My main router is an Asus RT-AX53U, and I have a D-Link DAP-X1860 connected via Ethernet as a repeater. Both are running OpenWrt SNAPSHOT r25899.

I tried disabling IPv6, Offloading, Packet Steering, and IRQ balance... but it didn't solve the problem.
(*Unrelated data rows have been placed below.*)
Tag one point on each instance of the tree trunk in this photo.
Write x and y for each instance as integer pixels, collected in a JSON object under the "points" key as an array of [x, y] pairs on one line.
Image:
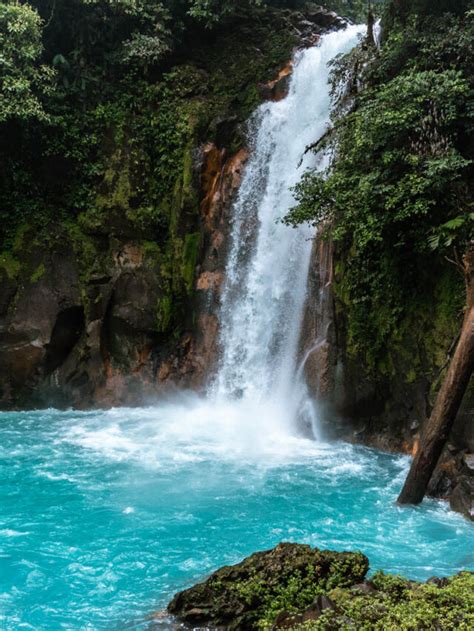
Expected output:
{"points": [[448, 401]]}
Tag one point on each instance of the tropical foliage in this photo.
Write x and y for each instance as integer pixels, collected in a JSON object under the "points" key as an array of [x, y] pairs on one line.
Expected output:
{"points": [[396, 197]]}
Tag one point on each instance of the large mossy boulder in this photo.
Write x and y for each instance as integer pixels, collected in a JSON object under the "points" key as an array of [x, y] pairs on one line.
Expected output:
{"points": [[268, 585], [304, 589]]}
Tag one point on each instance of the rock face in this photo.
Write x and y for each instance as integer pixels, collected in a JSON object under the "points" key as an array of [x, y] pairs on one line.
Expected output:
{"points": [[119, 302], [296, 587], [265, 584]]}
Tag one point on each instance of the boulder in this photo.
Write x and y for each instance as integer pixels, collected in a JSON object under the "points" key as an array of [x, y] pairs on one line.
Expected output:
{"points": [[269, 586]]}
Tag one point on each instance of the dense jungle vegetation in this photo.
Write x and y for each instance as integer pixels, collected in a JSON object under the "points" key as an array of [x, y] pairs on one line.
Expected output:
{"points": [[103, 103], [73, 70], [397, 198]]}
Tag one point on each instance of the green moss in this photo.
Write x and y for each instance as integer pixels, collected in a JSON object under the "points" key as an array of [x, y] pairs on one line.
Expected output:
{"points": [[38, 273], [10, 264], [192, 244], [164, 314]]}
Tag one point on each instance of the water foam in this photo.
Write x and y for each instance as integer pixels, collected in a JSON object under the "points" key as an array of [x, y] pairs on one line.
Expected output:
{"points": [[266, 276]]}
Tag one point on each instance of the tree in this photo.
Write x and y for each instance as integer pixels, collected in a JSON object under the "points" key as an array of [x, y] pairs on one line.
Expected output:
{"points": [[398, 194], [449, 398], [24, 80]]}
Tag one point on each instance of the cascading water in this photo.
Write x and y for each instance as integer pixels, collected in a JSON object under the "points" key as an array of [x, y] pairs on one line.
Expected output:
{"points": [[266, 279], [105, 514]]}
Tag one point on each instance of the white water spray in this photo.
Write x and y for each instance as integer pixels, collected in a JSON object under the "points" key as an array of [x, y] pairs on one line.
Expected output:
{"points": [[267, 269], [258, 399]]}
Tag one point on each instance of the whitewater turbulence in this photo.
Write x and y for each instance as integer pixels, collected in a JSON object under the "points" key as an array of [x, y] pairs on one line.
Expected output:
{"points": [[267, 269]]}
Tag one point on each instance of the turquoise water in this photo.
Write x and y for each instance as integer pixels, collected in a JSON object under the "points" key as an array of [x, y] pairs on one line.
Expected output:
{"points": [[105, 515]]}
I don't remember having this problem in the past -- so I assume it was brought by a recent patch?!

@kapouer: Can you check if this also happens with older OpenWRT versions, e.g. 23.05.1 or the 22.03. branch?

brada4 · April 18, 2024, 8:19pm

Try this (a checkbox is in luci exists too)

config defaults
...
        option drop_invalid '1'

kapouer · April 18, 2024, 8:35pm

In my current settings it is checked, and the problem did not happen for at least two weeks.
I unchecked it to see what happens.

brada4 · April 18, 2024, 8:51pm

I am trying for this week following (i.e firefox default +1)

sysctl net.netfilter.nf_conntrack_udp_timeout=301 net.netfilter.nf_conntrack_udp_timeout_stream=301

brada4 · April 19, 2024, 10:09am

Note this is not proper resolve as it will accumulate DNS queries with 5min trail state....
UDP timeout is for bidirectional states
The stream is for unidirectional.
Problem is h3 falls in 1st short timeout category.